POST https://api.chris.hellotopia.io/v1/embeddings
Authorization: Bearer <api_key>
Content-Type: application/json
Field Type Notes
model string embed/nomic-embed-text
input string or array of strings Texts to embed. Batch by passing an array.

Example

curl https://api.chris.hellotopia.io/v1/embeddings \
  -H "Authorization: Bearer $OPENAI_API_KEY" \
  -H "Content-Type: application/json" \
  -d '{
    "model": "embed/nomic-embed-text",
    "input": ["The quick brown fox", "jumps over the lazy dog"]
  }'
from openai import OpenAI
client = OpenAI(base_url="https://api.chris.hellotopia.io/v1", api_key="sk-...")

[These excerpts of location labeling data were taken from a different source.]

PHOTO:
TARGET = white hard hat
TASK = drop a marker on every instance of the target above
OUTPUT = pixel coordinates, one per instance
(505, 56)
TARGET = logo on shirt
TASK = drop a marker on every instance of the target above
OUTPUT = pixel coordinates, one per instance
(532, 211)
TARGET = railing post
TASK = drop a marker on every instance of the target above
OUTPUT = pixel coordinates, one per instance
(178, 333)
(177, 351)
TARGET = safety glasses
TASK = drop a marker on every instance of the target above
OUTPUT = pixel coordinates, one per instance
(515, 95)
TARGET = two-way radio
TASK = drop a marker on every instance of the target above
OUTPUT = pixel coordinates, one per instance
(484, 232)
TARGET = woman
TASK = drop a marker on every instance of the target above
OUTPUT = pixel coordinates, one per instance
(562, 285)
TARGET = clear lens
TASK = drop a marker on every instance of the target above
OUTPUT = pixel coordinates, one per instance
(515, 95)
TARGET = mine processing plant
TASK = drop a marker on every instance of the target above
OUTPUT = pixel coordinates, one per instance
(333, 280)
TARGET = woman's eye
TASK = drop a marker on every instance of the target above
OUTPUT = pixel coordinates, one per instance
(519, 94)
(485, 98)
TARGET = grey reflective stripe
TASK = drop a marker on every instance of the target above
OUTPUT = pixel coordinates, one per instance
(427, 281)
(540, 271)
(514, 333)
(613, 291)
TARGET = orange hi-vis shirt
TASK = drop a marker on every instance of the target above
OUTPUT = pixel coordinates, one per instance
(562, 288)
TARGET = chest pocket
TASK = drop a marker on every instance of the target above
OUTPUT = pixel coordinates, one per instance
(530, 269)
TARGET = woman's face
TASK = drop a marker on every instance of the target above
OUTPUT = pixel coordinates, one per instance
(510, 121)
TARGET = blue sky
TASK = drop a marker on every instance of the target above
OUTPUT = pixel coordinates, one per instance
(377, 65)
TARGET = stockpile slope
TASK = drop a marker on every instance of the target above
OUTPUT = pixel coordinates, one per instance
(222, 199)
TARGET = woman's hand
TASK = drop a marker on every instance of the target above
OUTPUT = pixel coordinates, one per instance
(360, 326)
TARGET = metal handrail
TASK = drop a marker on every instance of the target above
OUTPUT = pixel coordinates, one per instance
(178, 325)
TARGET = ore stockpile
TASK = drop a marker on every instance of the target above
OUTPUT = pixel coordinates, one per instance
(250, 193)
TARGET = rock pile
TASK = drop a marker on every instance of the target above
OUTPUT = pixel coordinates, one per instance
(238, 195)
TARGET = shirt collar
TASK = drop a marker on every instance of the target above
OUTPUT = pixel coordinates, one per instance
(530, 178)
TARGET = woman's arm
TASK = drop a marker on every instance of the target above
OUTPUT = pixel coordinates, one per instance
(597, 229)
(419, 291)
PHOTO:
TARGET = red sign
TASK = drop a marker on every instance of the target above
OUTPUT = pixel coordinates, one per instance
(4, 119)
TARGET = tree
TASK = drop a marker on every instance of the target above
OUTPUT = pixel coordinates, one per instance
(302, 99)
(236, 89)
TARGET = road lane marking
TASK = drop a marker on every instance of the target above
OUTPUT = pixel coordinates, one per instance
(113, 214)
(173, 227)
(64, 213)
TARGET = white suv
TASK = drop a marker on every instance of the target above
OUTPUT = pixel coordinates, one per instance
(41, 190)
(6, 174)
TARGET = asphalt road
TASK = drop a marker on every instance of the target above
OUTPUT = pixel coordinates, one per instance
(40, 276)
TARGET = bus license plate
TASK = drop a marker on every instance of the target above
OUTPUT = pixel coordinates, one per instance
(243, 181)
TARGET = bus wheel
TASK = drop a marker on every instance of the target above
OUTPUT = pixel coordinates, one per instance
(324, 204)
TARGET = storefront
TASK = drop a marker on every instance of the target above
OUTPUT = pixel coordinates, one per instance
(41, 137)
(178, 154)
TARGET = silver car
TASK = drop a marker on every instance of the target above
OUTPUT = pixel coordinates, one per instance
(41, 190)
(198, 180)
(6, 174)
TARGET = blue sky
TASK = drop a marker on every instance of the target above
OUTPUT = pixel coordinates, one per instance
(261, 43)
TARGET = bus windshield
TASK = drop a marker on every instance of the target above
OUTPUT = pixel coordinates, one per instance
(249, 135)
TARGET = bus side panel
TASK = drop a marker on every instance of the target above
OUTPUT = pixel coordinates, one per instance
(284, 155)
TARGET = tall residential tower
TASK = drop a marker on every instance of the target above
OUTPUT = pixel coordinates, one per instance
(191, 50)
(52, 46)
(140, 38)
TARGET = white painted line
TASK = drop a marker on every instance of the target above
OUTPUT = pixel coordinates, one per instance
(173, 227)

resp = client.embeddings.create(
    model="embed/nomic-embed-text",
    input=["The quick brown fox", "jumps over the lazy dog"],
)
vectors = [d.embedding for d in resp.data]
print(len(vectors), len(vectors[0]))   # 2 768

Response

{
  "object": "list",
  "data": [
    {"object": "embedding", "index": 0, "embedding": [0.013, -0.042, ...]},
    {"object": "embedding", "index": 1, "embedding": [0.007, -0.051, ...]}
  ],
  "model": "embed/nomic-embed-text",
  "usage": {"prompt_tokens": 13, "total_tokens": 13}
}

Vector dimension: 768.

Notes

  • Normalize vectors yourself if your downstream (e.g. cosine similarity) requires it — nomic-embed-text outputs unnormalized.
  • Batch up to a few hundred strings per call; for very large corpora, chunk and parallelize.
  • For RAG: embed your corpus once, store vectors in your own DB (pgvector, Qdrant, etc.). The gateway does not provide storage.